Ludwig Eisenberg nasceu na então Checoslováquia. Judeu, foi enviado para o campo de concentração de Auschwitz durante três anos. Era o prisioneiro 32407.
Acabou por sobreviver aos horrores de Auschwitz, primeiro trabalhando na expansão deste e, mais tarde, como tatuador de outros prisioneiros como ele era. Mas como é que Ludwig se tornaria tatuador? Por acaso. E o “acaso” foi uma doença. Logo que chegou ao campo de concentração contraiu febre tifóide e foi tratado pelo mesmo homem que o havia tatuado à chegada: Pepan, um académico francês, também ele judeu. Pepan escolheu-o mais tarde para ser seu assistente.
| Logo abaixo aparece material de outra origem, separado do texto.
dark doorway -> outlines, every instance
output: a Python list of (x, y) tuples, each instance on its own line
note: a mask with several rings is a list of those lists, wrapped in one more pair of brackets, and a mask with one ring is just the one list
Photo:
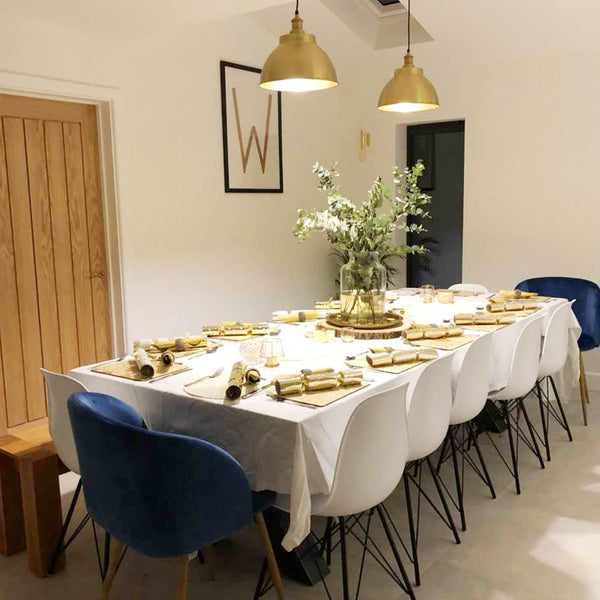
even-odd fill
[(407, 164), (423, 160), (419, 185), (432, 198), (428, 231), (408, 234), (409, 244), (424, 244), (429, 252), (407, 257), (406, 282), (446, 288), (462, 281), (465, 122), (409, 125), (406, 137)]

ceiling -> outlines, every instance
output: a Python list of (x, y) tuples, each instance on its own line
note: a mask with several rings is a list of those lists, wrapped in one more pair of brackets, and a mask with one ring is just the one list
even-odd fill
[(412, 12), (435, 40), (419, 53), (487, 63), (600, 50), (597, 0), (413, 0)]
[[(352, 11), (370, 10), (374, 3), (379, 4), (378, 0), (301, 0), (301, 10), (303, 4), (308, 8), (319, 2), (331, 10), (333, 19), (347, 25), (350, 36), (353, 32), (359, 39), (368, 39), (371, 48), (391, 52), (385, 50), (391, 46), (379, 34), (373, 37), (372, 32), (357, 33), (356, 24), (349, 23)], [(400, 10), (396, 18), (405, 15), (404, 7), (397, 4), (377, 8)], [(293, 12), (293, 4), (289, 0), (0, 0), (0, 16), (5, 22), (11, 9), (15, 14), (98, 35), (152, 35), (176, 27), (198, 28), (201, 35), (210, 20), (265, 9)], [(600, 50), (597, 0), (413, 0), (412, 11), (416, 23), (422, 25), (420, 33), (415, 26), (415, 41), (420, 35), (424, 36), (421, 41), (434, 40), (421, 44), (419, 54), (431, 53), (432, 57), (441, 52), (462, 62), (485, 63), (498, 58)], [(278, 35), (282, 29), (285, 32), (288, 23), (286, 18), (278, 26)], [(311, 24), (311, 31), (318, 36), (319, 30), (327, 27), (327, 22)], [(398, 26), (390, 28), (395, 38)], [(399, 28), (396, 39), (401, 47), (405, 41), (403, 27)], [(393, 52), (397, 56), (398, 50)]]
[[(375, 50), (406, 46), (408, 11), (400, 2), (383, 6), (381, 0), (320, 0), (356, 35)], [(414, 44), (433, 38), (414, 18), (411, 19)]]
[[(379, 0), (318, 0), (318, 2), (328, 9), (329, 19), (333, 18), (344, 23), (370, 48), (382, 50), (406, 46), (408, 12), (399, 2), (389, 6), (381, 6)], [(307, 31), (320, 36), (320, 31), (322, 32), (326, 26), (323, 24), (323, 17), (315, 19), (315, 4), (317, 0), (313, 0), (312, 3), (304, 2), (304, 6), (301, 2), (300, 15), (305, 17)], [(252, 16), (267, 31), (279, 36), (289, 29), (293, 6), (286, 2), (280, 6), (255, 11)], [(416, 19), (412, 18), (411, 23), (413, 43), (432, 40)]]

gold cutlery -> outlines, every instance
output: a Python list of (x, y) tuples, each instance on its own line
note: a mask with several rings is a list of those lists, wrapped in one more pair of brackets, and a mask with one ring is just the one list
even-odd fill
[(173, 375), (179, 375), (180, 373), (187, 373), (191, 371), (191, 367), (186, 367), (185, 369), (181, 369), (180, 371), (175, 371), (174, 373), (165, 373), (164, 375), (159, 375), (158, 377), (153, 377), (152, 379), (148, 379), (146, 383), (154, 383), (155, 381), (159, 381), (160, 379), (166, 379), (167, 377), (172, 377)]
[(200, 377), (199, 379), (190, 381), (189, 383), (186, 383), (184, 387), (194, 385), (195, 383), (200, 383), (201, 381), (206, 381), (207, 379), (214, 379), (215, 377), (218, 377), (222, 372), (223, 372), (223, 367), (219, 367), (212, 375), (205, 375), (204, 377)]
[(216, 352), (223, 344), (215, 344), (213, 346), (210, 346), (208, 348), (204, 348), (202, 350), (199, 350), (198, 352), (196, 352), (196, 354), (192, 354), (190, 356), (186, 356), (185, 358), (187, 358), (187, 360), (195, 360), (196, 358), (200, 357), (200, 356), (205, 356), (206, 354), (213, 354), (214, 352)]
[(258, 394), (258, 392), (262, 392), (264, 390), (266, 390), (267, 388), (269, 388), (271, 386), (270, 383), (267, 383), (266, 385), (262, 385), (261, 387), (252, 390), (251, 392), (248, 392), (247, 394), (244, 394), (243, 396), (241, 396), (240, 400), (245, 400), (246, 398), (250, 398), (250, 396), (253, 396), (254, 394)]
[(302, 408), (310, 408), (315, 410), (317, 408), (322, 408), (321, 406), (313, 406), (312, 404), (303, 404), (302, 402), (296, 402), (292, 398), (287, 398), (286, 396), (278, 396), (277, 394), (267, 394), (269, 398), (273, 398), (275, 402), (289, 402), (290, 404), (295, 404), (296, 406), (301, 406)]

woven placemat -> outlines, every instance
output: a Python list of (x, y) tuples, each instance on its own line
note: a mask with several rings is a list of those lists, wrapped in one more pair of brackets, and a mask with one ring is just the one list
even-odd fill
[[(205, 352), (208, 352), (208, 350), (210, 349), (211, 351), (216, 350), (217, 348), (219, 348), (221, 346), (221, 344), (210, 344), (208, 346), (202, 346), (202, 347), (198, 347), (198, 348), (190, 348), (189, 350), (183, 350), (181, 352), (177, 352), (177, 350), (170, 350), (170, 352), (173, 353), (173, 356), (177, 359), (177, 358), (186, 358), (188, 356), (193, 356), (194, 354), (203, 354)], [(147, 350), (148, 352), (148, 356), (150, 356), (150, 358), (153, 359), (158, 359), (160, 358), (160, 356), (162, 355), (162, 352), (159, 352), (158, 350)]]
[(508, 327), (512, 325), (512, 323), (501, 323), (499, 325), (460, 325), (460, 327), (464, 327), (465, 329), (472, 329), (473, 331), (497, 331), (498, 329), (504, 329), (504, 327)]
[(285, 401), (289, 400), (296, 404), (304, 404), (306, 406), (313, 406), (316, 408), (323, 408), (329, 406), (354, 392), (363, 390), (369, 384), (365, 383), (361, 386), (347, 387), (347, 388), (336, 388), (333, 390), (319, 390), (317, 392), (306, 392), (305, 394), (292, 394), (290, 396), (277, 396), (275, 394), (269, 394), (271, 398), (275, 400)]
[(264, 334), (261, 335), (209, 335), (208, 336), (212, 341), (219, 340), (225, 342), (245, 342), (246, 340), (251, 340), (252, 338), (264, 338), (267, 337)]
[(418, 346), (420, 348), (435, 348), (436, 350), (456, 350), (461, 346), (466, 346), (472, 341), (476, 340), (475, 335), (458, 335), (455, 337), (438, 338), (436, 340), (411, 340), (409, 343), (411, 346)]
[(113, 377), (121, 377), (123, 379), (130, 379), (132, 381), (151, 381), (152, 379), (158, 379), (164, 375), (172, 375), (179, 373), (180, 371), (189, 371), (190, 368), (187, 365), (181, 365), (179, 363), (173, 363), (172, 365), (165, 365), (162, 362), (154, 362), (154, 377), (144, 377), (135, 363), (129, 359), (121, 359), (115, 362), (107, 363), (104, 365), (98, 365), (92, 367), (94, 373), (102, 373), (103, 375), (112, 375)]
[(533, 313), (537, 312), (538, 310), (540, 310), (539, 306), (532, 306), (530, 308), (526, 308), (525, 310), (507, 310), (504, 312), (496, 312), (496, 313), (491, 313), (491, 314), (495, 315), (497, 317), (506, 316), (506, 315), (514, 315), (515, 317), (528, 317), (529, 315), (532, 315)]
[(438, 292), (452, 292), (459, 298), (470, 298), (471, 296), (484, 296), (487, 292), (469, 292), (467, 290), (448, 290), (444, 288), (436, 289), (435, 293)]
[(373, 369), (374, 371), (381, 371), (382, 373), (392, 373), (393, 375), (399, 375), (400, 373), (404, 373), (404, 371), (408, 371), (413, 367), (418, 367), (423, 363), (430, 362), (427, 360), (417, 360), (411, 363), (404, 363), (401, 365), (387, 365), (385, 367), (372, 367), (366, 358), (353, 358), (351, 360), (346, 360), (346, 364), (349, 367), (359, 367), (361, 369)]
[(531, 298), (505, 298), (505, 302), (523, 302), (525, 304), (533, 304), (536, 302), (550, 302), (555, 298), (550, 296), (532, 296)]

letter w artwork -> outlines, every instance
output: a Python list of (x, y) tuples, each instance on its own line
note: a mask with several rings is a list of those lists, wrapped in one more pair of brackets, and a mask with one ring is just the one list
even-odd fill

E quando (subitamente e sem que Ludwig Eisenberg entendesse o porquê) Pepan desapareceu, este tornar-se-ia no tatuador principal de Auschwitz.
Ao assumir esse trabalho, Ludwig ganhou privilégios que eram negados a outros prisioneiros: tinha direito a mais refeições por dia – algumas delas no mesmo prédio dos oficiais nazis –, dormia em quarto individual e não em camaratas e, quando não tinha a quem tatuar, podia até “folgar”.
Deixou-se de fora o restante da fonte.